(Bloomberg) — BHP Billiton Ltd.’s $10.8 billion of deals to exit its troubled U.S. shale unit will allow Chief Executive Officer Andrew Mackenzie to shower investors with returns. It may also be a chance for him to bow out on top.
Mackenzie, 61, who’s held his post since 2013, has delivered on plans to simplify BHP around a tighter core of key iron ore, coal, copper and oil assets, with the 2015 spin-off of a cluster of operations into South32 Ltd., and the exit from shale. Pending and completed asset sales have topped $15 billion on his watch, according to data compiled by Bloomberg.
“The shale sale was one of the biggest things that he had to get done, so there’s an opportunity now to leave with dignity,” said Peter O’Connor, a Sydney-based analyst at Shaw and Partners Ltd. A change in leadership could also boost BHP’s plans to overhaul its company culture, he said.
The sales announced Friday to BP Plc and a unit of Merit Energy Co. may help placate restive investors, including Elliott Management Corp., who’ve pressed the top miner to ditch under-performing assets and boost returns. Proceeds from the sale will be handed back, Mackenzie said in a statement.
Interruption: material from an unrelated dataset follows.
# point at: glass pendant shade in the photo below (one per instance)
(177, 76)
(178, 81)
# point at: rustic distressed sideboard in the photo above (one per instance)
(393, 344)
BHP’s exit from shale does “throw up more questions for us to consider,” Melbourne-based RBC Capital Markets analyst Paul Hissey said in a Friday note. “Does this bring closure to this issue and provide the clear air for a refresh of the executive management group?”
An exit on the back of an investor windfall may have appeal for Mackenzie, after an earlier generation of leaders made acrimonious departures after failed M&A and project write-downs, including Rio Tinto Group’s Tom Albanese and Anglo-American Plc’s Cynthia Carroll in 2013. Mackenzie’s predecessor, Marius Kloppers, left BHP amid pressure over aborted deals and as profits tumbled.
BHP declined to comment. Chairman Ken MacKenzie, appointed last September, told analysts this month that succession planning is constant, though emphasized Mackenzie’s tenure as CEO has no end date, Macquarie Group Ltd. wrote in a note. The chairman last year also defended his top executive’s record amid a bout of speculation Mackenzie was nearing an exit.
It’s likely Mackenzie would want to remain as CEO at least until the resolution of legal issues and other work related to the 2015 disaster at BHP’s Samarco joint venture in Brazil, according to Camille Simeon, an investment manager at Aberdeen Standard Investments, which holds BHP shares.
The company has “been fairly transparent in terms of outlining projects internally to drive growth, and the issues around Samarco that are still outstanding,” Simeon said. “I would think that Andrew would absolutely want to see that through.”